William Russell came to St. Johns Town following the
evacuation of Charleston, accompanied by nine slaves. He became a vendue
master and factor in the sale of lumber, kept a retail store, and bore
arms for the Crown. On a nearby rented parcel Russell's nine slaves
cultivated provisions and cut lumber. When he left for Dominica in 1784,
Russell was forced to leave behind his house, livestock, and two young
and valuable slaves, a cooper named Tom and a carpenter named Isaac
”who were seduced...from his service on account of his coming to the
West Indies.” Two large rafts of lumber, each loaded with about 3000
feet of lumber, were swept away by the tide before he could arrange
a sale.
A 500-acre tract in this vicinity was granted in February 1781 to
Peter Edwards, a Loyalist refugee from South Carolina.
The land was located at a cedar swamp near a tract granted to William
Johnson, approximately forty miles north of St. Augustine, near today's
Theodore Roosevelt Preserve, on a parcel known as Cedar Swamp. Edwards
owned other properties in East Florida on the St. Marys River and
at Twelve Mile Swamp northwest of St. Augustine. He brought sixty
slaves into the province.
A map preserved in the Public Office (MR 2/6, "Exact Plan
of the River St. Johns in East Florida "), attributes a 10,000-acre
grant to Edward Wood at the western shore of Pablo River and St. Johns
River, and a settlement listed as the property of "Hassard"

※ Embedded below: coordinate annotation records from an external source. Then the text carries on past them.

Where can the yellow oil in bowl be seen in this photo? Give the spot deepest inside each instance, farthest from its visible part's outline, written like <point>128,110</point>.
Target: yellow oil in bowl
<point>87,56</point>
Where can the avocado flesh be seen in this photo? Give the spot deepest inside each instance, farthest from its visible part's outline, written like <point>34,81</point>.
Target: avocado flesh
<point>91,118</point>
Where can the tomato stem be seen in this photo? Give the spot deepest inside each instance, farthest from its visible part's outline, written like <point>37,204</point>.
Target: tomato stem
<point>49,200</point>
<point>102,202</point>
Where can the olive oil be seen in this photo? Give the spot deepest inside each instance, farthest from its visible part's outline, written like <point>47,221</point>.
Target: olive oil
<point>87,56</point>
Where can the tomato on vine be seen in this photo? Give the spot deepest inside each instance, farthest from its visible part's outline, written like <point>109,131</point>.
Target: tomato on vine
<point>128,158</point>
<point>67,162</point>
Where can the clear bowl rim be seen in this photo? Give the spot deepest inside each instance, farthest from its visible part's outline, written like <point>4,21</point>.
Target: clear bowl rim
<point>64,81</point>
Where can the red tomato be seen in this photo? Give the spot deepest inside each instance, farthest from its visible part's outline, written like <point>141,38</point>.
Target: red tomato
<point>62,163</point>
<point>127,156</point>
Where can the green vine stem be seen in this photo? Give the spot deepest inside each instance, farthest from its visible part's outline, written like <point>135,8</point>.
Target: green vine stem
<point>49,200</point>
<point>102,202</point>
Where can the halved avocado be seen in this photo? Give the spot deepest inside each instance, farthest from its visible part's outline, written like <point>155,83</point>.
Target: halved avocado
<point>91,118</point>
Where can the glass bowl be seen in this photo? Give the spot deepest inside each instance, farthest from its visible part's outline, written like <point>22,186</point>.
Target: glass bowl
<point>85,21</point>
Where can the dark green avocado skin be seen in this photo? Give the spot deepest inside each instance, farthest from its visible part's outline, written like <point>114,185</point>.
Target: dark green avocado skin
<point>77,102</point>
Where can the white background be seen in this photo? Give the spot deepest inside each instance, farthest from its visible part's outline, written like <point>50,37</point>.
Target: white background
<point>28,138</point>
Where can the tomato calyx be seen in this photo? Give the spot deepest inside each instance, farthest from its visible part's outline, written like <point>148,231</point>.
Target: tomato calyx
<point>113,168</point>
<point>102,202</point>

which adjoins Wood's tract upriver at the juncture of Mt. Pleasant Creek.
The mapmaker, perhaps Joseph Purcell, was in error with both attributions:
Richard Hazzard farmed an indigo plantation at Fort George Island on
the north of St. Johns River, and Edward Wood was granted a 10,000-acre
tract further upriver, near the Cowford, at Little Pottsburgh Creek.
Plat map of a tract in the Diego Plains cultivated by slaves owned
by David Yeats, a medical doctor and Secretary of the Province
Bibliographic Information
A Note On Sources
Surveys of Morris's tracts are in T77/23/fragments. Turnbull and Moultrie to James Grant are in the James Grant Papers and in Daniel L. Schafer, Governor James Grant's Villa: A British East Florida Indigo Plantation (St. Augustine Historical Society, 2001. T77/2/12-Bissett; T77/11/12- Miller; T77/19/2-Sinclair; T77/15/10-Robertson; T77/2/10-Berwick' T77/2/16- Brandon ; T77/2/18-Brockie; T77/15/24-Russell; T77/5/3-Edwards.